Vt. public college tuition up more than income
MONTPELIER (AP) -- The tuition at Vermont’s public colleges and the University of Vermont has risen by about 27 percent over the last five years, according to a new report from the New England Board of Higher Education. But the study did not take into account changes in financial aid.
The price tag varies for students at Vermont’s five state colleges and UVM depending on a variety of factors. But in general, tuition has risen by between 3 and 4 percent every year for the past five years, the report has found.
Report co-author Monnica Chan told Vermont Public Radio (http://bit.ly/Zkdw0B ) the state ranked near the bottom when it comes to state funding for the state college system and UVM.
"If tuition and fees continue to rise and family income continues to stagnate we are not really serving our students to the best of our ability," Chan said.
Vermont State College Chancellor Timothy Donovan said schools are working to offset the increases.

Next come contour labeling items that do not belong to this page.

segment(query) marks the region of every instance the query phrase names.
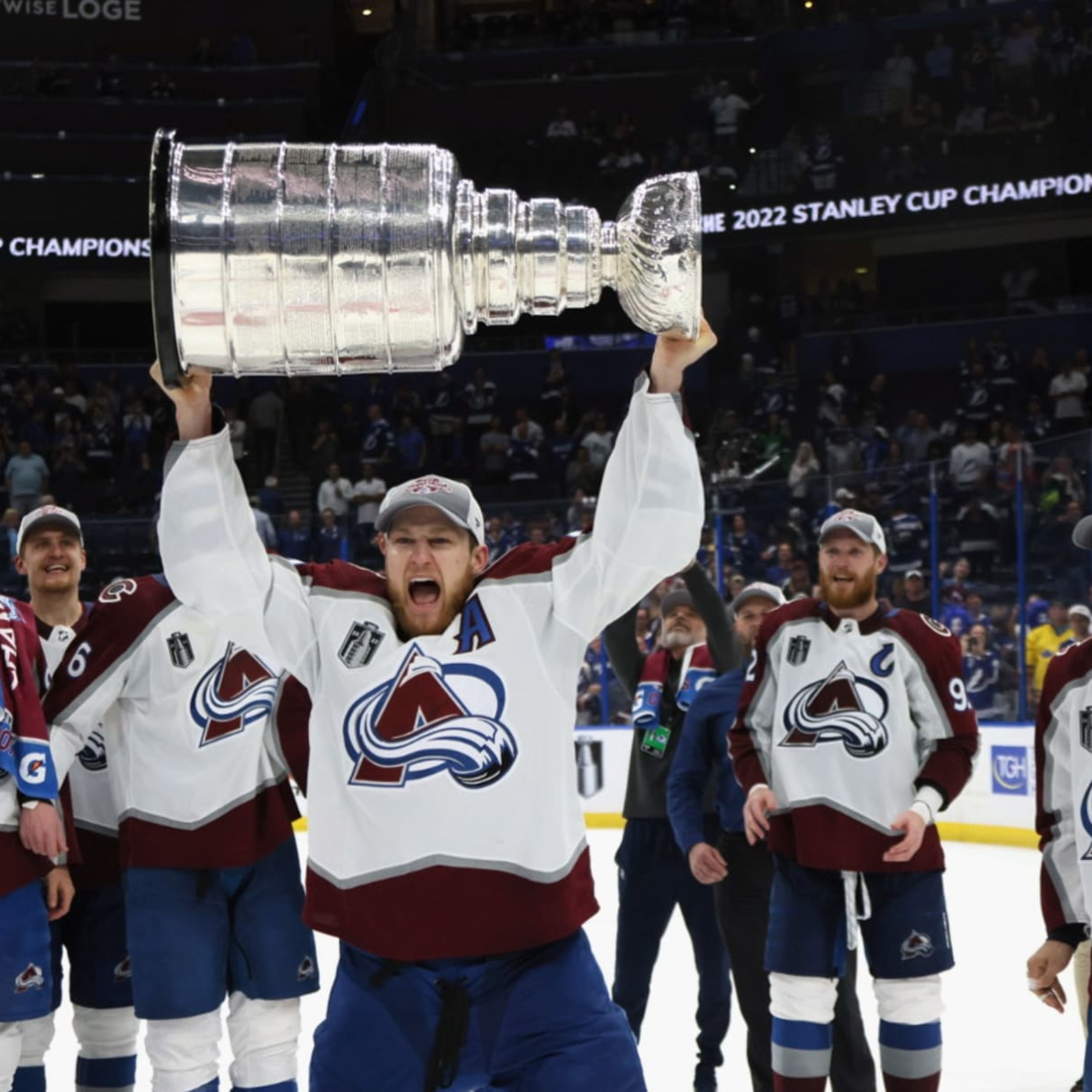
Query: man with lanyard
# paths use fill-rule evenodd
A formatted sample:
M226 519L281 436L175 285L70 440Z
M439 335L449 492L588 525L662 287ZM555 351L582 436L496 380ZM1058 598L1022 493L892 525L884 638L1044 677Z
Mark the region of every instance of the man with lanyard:
M45 657L43 691L90 613L80 602L80 578L86 565L74 512L46 505L23 517L15 568L31 592L29 620ZM52 927L54 1007L60 1005L63 947L69 956L72 1026L80 1043L75 1088L78 1092L127 1092L136 1080L139 1021L126 943L118 816L102 732L92 736L72 763L68 786L82 863L72 865L72 909ZM54 1012L24 1026L14 1092L45 1089L45 1053L52 1036Z
M770 972L775 1092L822 1092L836 980L863 939L888 1092L940 1085L940 972L952 958L936 815L978 746L959 642L876 596L887 543L843 509L819 533L821 600L762 622L729 733L752 844L774 877Z
M660 941L678 905L698 965L697 1092L716 1088L721 1043L732 1012L732 983L716 909L690 875L667 819L667 776L678 750L686 710L700 687L738 661L724 603L700 565L682 574L684 587L660 605L661 648L641 655L633 639L639 604L612 622L604 637L610 665L633 701L633 738L618 865L618 933L612 996L640 1037ZM705 643L707 633L709 643ZM705 808L710 832L716 816Z
M772 584L747 585L732 602L733 628L749 655L762 619L785 602ZM744 833L744 794L728 757L728 729L744 688L740 666L702 687L686 714L672 772L667 814L679 848L699 883L712 886L721 934L728 949L739 1009L747 1022L747 1065L755 1092L773 1092L770 1054L770 980L762 965L773 864L764 842ZM716 844L705 840L702 800L716 775ZM857 1005L856 953L846 960L834 1006L831 1084L834 1092L876 1092L876 1069Z

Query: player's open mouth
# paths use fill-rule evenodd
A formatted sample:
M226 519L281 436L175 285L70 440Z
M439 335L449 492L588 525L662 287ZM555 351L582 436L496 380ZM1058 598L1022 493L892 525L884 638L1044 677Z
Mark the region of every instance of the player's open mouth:
M411 580L410 600L415 607L435 607L440 602L440 585L427 577Z

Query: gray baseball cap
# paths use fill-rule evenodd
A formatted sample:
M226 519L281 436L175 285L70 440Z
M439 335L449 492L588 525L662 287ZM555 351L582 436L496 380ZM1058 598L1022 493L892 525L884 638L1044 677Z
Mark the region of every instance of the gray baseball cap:
M852 531L862 542L875 546L881 554L887 553L883 529L879 520L867 512L858 512L853 508L843 508L841 512L835 512L819 529L819 542L821 543L832 531Z
M1092 515L1085 515L1073 527L1073 545L1081 549L1092 549Z
M15 553L23 553L23 542L27 535L40 531L43 527L59 527L64 531L72 531L80 545L83 545L83 529L80 526L80 517L75 512L70 512L67 508L59 508L57 505L43 505L33 512L27 512L19 525L19 534L15 536Z
M455 525L465 527L478 546L485 543L485 519L474 494L462 482L452 482L437 474L426 474L388 489L379 506L376 530L385 534L399 512L418 505L435 508Z
M673 587L660 601L660 617L666 618L676 607L690 607L691 610L697 609L693 605L693 596L688 589Z
M772 600L774 606L780 607L784 604L785 596L782 594L781 589L775 584L767 584L761 580L756 580L753 583L748 584L732 601L732 613L735 614L750 600Z

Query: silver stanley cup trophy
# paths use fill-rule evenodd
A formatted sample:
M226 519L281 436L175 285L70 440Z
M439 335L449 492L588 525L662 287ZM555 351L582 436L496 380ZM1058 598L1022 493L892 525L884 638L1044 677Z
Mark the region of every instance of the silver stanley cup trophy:
M205 144L156 134L152 297L164 377L447 367L477 324L614 288L642 330L698 333L697 176L642 182L617 222L478 192L427 144Z

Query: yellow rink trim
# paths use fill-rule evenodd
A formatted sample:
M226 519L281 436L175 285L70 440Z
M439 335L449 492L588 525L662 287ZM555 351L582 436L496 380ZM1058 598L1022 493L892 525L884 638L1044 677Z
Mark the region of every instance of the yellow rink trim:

"So it’s something we’re attending to. We’re putting more funds into helping those students who have needs that we can try to address through institutional aid, and just trying to monitor costs," Donovan said.
At the state colleges the average in-state tuition rose just over 26 percent, in the last five years, the report said. At UVM the figure was 28 percent.
UVM Financial Aid Director Marie Johnson said the university worked hard to get aid into the hands of students who need it.
"To have drastic increases in tuition or reductions in aid just would not support that very high institutional goal," she said.